Izin perkawinan itu diperoleh dari pimpinan BPRI. Bisa dibilang, Bung Tomo beruntung memiliki
teman seperjuangan di BPRI yang memberikan izin tersebut.

Hal yang memaksa Bung Tomo harus menikah pada saat itu adalah sosoknya yang dicari oleh
tentara sekutu. Sekutu yakin provokasi Bung Tomo untuk melawan Belanda pada rakyat telah
sampai pada puncaknya.

Untuk itu, pada 1947, pemerintah Indonesia ingin menerbangkan Bung Tomo ke Australia.
Namun, banyak pemimpin pejuang yang khawatir jika Bung Tomo justru menyukai perempuan
di sana atau terbawa pergaulan bebas di Australia.Atas dasar tersebutlah Bung Tomo
diharuskan menikah terlebih dahulu dengan Sulistina pada Juni 1947.
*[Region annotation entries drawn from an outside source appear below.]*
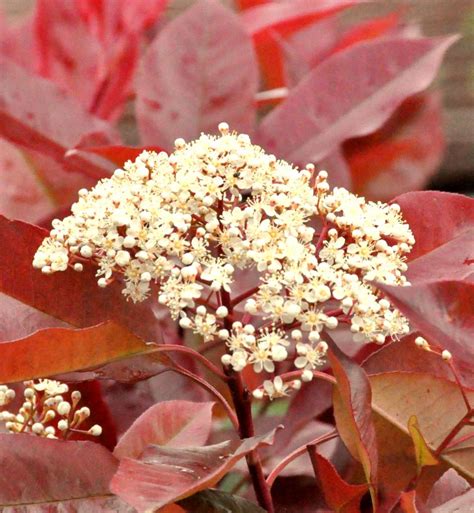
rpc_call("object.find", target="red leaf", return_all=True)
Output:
[377,281,474,386]
[35,0,167,119]
[114,401,214,459]
[242,0,360,41]
[34,0,103,108]
[0,139,55,222]
[259,37,456,168]
[332,12,400,53]
[136,0,258,149]
[237,0,271,11]
[344,94,445,201]
[0,434,126,513]
[0,216,166,341]
[110,432,274,513]
[0,58,116,178]
[426,469,472,508]
[242,0,357,88]
[0,322,156,383]
[68,145,163,166]
[70,380,117,451]
[393,191,474,283]
[362,333,454,381]
[328,344,377,508]
[0,12,35,71]
[76,0,169,40]
[310,450,368,513]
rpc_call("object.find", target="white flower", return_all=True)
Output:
[33,123,414,395]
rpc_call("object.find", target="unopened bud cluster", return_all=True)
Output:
[415,337,453,362]
[0,379,102,439]
[33,123,414,395]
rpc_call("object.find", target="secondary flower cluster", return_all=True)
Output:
[0,379,102,439]
[33,123,414,395]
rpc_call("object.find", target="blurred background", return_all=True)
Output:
[0,0,474,194]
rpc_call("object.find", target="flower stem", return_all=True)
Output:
[267,430,339,487]
[221,291,275,513]
[227,369,274,513]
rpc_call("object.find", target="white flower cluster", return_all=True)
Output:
[0,379,102,439]
[33,123,414,395]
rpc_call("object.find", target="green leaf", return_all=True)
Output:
[179,490,265,513]
[408,415,439,475]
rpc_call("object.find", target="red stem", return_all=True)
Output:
[221,291,275,513]
[231,286,260,307]
[156,344,228,381]
[434,409,474,457]
[267,430,338,487]
[170,365,239,429]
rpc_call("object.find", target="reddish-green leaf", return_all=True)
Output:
[0,58,117,178]
[393,191,474,283]
[311,450,369,513]
[0,434,128,513]
[259,37,455,167]
[377,280,474,385]
[136,0,258,150]
[0,322,156,383]
[114,401,214,459]
[408,415,439,474]
[111,432,274,513]
[328,344,377,507]
[0,216,165,342]
[370,372,474,483]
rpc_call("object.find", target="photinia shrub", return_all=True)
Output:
[0,0,474,513]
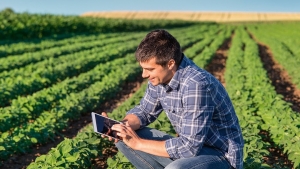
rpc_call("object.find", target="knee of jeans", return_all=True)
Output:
[165,160,182,169]
[115,141,126,150]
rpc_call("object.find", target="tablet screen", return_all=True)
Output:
[92,113,120,138]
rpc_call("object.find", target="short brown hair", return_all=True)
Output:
[135,29,182,66]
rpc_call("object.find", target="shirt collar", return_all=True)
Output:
[162,54,191,92]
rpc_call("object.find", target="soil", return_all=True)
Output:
[206,31,300,168]
[0,76,143,169]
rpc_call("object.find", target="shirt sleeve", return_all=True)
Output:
[165,82,214,159]
[126,82,162,128]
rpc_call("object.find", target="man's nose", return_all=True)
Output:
[142,70,149,78]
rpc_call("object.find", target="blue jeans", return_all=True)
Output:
[116,127,232,169]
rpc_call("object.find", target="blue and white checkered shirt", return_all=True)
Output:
[127,56,244,169]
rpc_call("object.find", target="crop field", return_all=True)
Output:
[0,9,300,169]
[82,11,300,22]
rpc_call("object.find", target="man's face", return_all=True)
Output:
[140,57,175,86]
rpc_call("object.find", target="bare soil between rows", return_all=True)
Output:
[0,76,143,169]
[206,32,292,168]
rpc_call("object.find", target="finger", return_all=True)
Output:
[101,112,108,117]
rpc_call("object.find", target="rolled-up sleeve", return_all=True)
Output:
[165,81,214,159]
[126,83,162,128]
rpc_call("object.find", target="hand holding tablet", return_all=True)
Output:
[91,112,123,141]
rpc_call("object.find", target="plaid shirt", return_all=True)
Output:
[127,56,244,169]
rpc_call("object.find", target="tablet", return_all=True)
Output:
[92,112,122,140]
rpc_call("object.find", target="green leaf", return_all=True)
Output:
[66,156,77,162]
[30,137,38,144]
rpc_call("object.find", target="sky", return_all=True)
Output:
[0,0,300,15]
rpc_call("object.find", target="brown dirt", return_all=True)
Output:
[206,31,292,168]
[0,76,143,169]
[248,32,300,168]
[205,35,233,87]
[258,42,300,112]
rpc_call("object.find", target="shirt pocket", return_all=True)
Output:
[166,107,184,133]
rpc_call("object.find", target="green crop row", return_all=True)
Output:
[0,33,122,58]
[0,33,141,72]
[0,11,199,40]
[249,27,300,89]
[0,60,140,160]
[0,36,141,106]
[0,56,134,133]
[225,29,269,169]
[240,28,300,168]
[25,25,220,168]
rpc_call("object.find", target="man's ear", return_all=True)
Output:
[168,59,175,70]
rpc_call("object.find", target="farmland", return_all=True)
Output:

Akhirnya pernikahan tersebut dilangsungkan secara sederhana. Bung Tomo menyerahkan dua
kain batik kembar sebagai peningset. Peningset sendiri adalah hadiah yang dipersembahkan
untuk mempelai wanita sebagai bentuk penghargaan dan ikatan kasih sayang.

Dalam pernikahan tersebut, Bung Tomo tidak memakai beskap dan kain batik seperti yang
dibayangkan Sulistina. Lelaki itu justru menggunakan pakaian kebesarannya yang
mencerminkan seorang pejuang pembela bangsa. Bung Tomo menggunakan setelan tentara dril
warna hijau, dan topi tentara. Untuk menandakan seorang pengantin, terdapat serangkaian
bunga melati yang melingkar di lehernya.

Sebagai pasangan suami istri, keduanya benar-benar mematuhi syarat yang telah dibuat yakni
tidak berhubungan nsuami istri selama 40 hari. Malam pertama mereka pun diisi dengan canda
tawa dan bercerita tentang pengalaman selama perjuangan.